In this serious yet entertaining book, historian Richard Carl
Lindberg probes unexplored avenues of Chicago history and presents
the first in-depth history of the Chicago Police Department in over
a century. The book traces the stormy history of the department
from the 1850s to the Summerdale Scandal of the near present.
Interspersed with the major chapters about the chaotic struggle
between reform and the machine are short, intimate vignettes: the
Armory Station, a gray, somber fortress that housed some of
Chicago's most desperate characters for over thirty years; Francis
O'Neill, Chicago's turn-of-the-century police chief who collected
Irish folk songs and transcribed them into sheet music; the first
fingerprint conviction in Cook County in which a man paid the
ultimate price; and a retrospective look at some of the most
infamous murder cases of the century and how the police solved
them.
Lindberg discusses the tie between politics, organized crime,
vice, and the police department.

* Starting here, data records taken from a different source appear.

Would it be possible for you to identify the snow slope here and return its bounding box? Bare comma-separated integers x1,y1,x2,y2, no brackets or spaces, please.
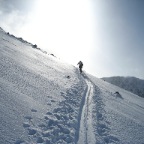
0,29,144,144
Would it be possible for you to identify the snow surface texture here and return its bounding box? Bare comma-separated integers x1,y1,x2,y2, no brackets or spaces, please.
102,76,144,98
0,30,144,144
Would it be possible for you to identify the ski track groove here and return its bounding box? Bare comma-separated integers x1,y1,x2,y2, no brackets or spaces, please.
77,78,96,144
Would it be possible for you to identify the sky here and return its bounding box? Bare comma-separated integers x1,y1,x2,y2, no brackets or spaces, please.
0,0,144,79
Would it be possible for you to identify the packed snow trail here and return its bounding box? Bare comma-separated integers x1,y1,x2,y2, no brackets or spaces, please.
77,76,96,144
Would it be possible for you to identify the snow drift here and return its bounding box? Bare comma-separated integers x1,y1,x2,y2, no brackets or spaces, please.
0,29,144,144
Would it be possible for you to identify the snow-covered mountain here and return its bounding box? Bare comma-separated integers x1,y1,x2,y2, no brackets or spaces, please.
0,27,144,144
102,76,144,97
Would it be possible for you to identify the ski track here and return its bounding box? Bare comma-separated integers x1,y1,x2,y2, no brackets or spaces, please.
77,79,96,144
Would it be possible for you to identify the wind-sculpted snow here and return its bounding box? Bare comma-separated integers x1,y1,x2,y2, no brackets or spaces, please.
0,27,144,144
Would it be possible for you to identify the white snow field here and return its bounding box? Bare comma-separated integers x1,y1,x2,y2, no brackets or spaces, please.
0,29,144,144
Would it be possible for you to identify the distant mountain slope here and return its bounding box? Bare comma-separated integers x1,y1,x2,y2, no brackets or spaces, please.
102,76,144,97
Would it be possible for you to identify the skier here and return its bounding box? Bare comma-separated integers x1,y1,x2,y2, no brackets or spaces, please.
77,61,83,73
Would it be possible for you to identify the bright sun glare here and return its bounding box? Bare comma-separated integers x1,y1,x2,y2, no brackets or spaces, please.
20,0,93,64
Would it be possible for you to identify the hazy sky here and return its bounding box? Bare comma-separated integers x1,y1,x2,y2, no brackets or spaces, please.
0,0,144,79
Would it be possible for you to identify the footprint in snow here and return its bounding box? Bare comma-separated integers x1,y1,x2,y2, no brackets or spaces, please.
23,122,30,128
28,128,37,135
31,109,37,112
51,100,56,102
24,116,32,120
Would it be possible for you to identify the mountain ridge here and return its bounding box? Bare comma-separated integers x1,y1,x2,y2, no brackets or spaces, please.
102,76,144,98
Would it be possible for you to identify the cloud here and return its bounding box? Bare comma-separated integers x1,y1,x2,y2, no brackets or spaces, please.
0,0,34,35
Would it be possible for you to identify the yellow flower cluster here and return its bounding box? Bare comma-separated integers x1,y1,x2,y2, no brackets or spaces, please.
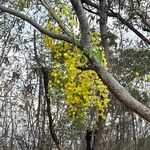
44,11,109,121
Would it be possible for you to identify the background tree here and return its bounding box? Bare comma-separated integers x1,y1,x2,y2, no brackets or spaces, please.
0,0,150,149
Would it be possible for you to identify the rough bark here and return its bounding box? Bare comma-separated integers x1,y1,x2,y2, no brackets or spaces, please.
71,0,150,122
0,0,150,122
42,68,63,150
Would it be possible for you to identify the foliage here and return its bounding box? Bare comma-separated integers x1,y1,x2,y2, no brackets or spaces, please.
44,23,109,124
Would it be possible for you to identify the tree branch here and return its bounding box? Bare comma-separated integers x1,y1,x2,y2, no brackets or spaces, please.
0,5,75,44
82,0,150,45
71,0,150,122
40,0,72,37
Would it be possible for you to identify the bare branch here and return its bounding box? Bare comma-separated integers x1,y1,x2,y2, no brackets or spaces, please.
71,0,150,122
0,5,75,44
40,0,72,36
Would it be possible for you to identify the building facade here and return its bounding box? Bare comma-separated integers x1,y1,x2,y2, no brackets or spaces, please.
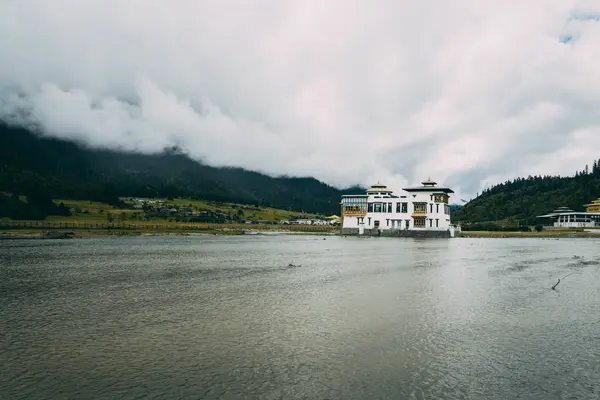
341,180,454,237
537,199,600,228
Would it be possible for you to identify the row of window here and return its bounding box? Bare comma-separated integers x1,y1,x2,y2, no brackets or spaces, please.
356,217,440,229
367,203,450,214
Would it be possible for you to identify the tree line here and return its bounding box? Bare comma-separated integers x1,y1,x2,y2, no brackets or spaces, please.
452,160,600,225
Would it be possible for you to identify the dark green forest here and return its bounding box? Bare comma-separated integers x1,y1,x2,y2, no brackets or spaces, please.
0,122,364,218
452,160,600,225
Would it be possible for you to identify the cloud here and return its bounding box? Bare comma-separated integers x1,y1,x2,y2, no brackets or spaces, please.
0,0,600,198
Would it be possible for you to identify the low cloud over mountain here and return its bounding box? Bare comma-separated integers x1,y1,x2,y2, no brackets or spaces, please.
0,0,600,197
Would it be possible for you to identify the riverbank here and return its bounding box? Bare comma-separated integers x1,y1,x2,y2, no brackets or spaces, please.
0,229,336,240
456,231,600,239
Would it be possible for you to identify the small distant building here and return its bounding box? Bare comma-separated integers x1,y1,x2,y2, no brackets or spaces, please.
536,198,600,228
341,180,454,237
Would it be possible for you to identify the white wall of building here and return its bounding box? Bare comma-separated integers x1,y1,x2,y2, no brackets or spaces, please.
342,190,451,231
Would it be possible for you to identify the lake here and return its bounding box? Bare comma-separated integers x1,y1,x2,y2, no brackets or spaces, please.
0,235,600,400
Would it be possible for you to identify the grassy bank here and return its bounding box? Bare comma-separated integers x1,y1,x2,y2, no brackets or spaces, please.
457,231,600,239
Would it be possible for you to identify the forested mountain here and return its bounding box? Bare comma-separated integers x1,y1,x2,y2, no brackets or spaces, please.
0,122,363,214
452,160,600,225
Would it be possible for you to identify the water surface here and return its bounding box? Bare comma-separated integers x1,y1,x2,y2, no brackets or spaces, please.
0,235,600,400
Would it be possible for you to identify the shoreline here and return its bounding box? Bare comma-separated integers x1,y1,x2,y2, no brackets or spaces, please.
456,231,600,239
0,229,337,240
0,228,600,240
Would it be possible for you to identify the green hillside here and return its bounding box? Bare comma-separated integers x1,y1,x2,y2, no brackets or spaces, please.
0,122,361,218
452,161,600,225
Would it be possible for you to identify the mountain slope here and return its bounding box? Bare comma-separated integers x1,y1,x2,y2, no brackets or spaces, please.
0,122,362,214
452,162,600,225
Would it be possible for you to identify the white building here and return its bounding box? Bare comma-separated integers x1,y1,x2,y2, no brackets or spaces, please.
537,205,600,228
341,180,454,236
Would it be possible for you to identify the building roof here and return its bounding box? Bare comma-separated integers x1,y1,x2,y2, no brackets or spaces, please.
367,182,392,193
402,178,454,193
536,210,600,218
583,199,600,207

He presents a history of Chicago
politics and law enforcement in chronological order and recounts
pivotal events in Chicago history in the police context. The book
reveals how police corruption in Chicago was the result of the
political drag on the department; the pernicious influence of
meddling aldermen and vice operatives that prevented the police
from carrying out their sworn duties in a forthright manner.
Lindberg examines the lack of central authority over the police
department; police superintendents were traditionally weak,
subservient figures to the mayor, unable, and often unwilling to
exercise control over the bureaucracy. Students and scholars of
history, criminal justice, Chicago history, and law enforcement
will find" To Serve and Collect "provocative reading.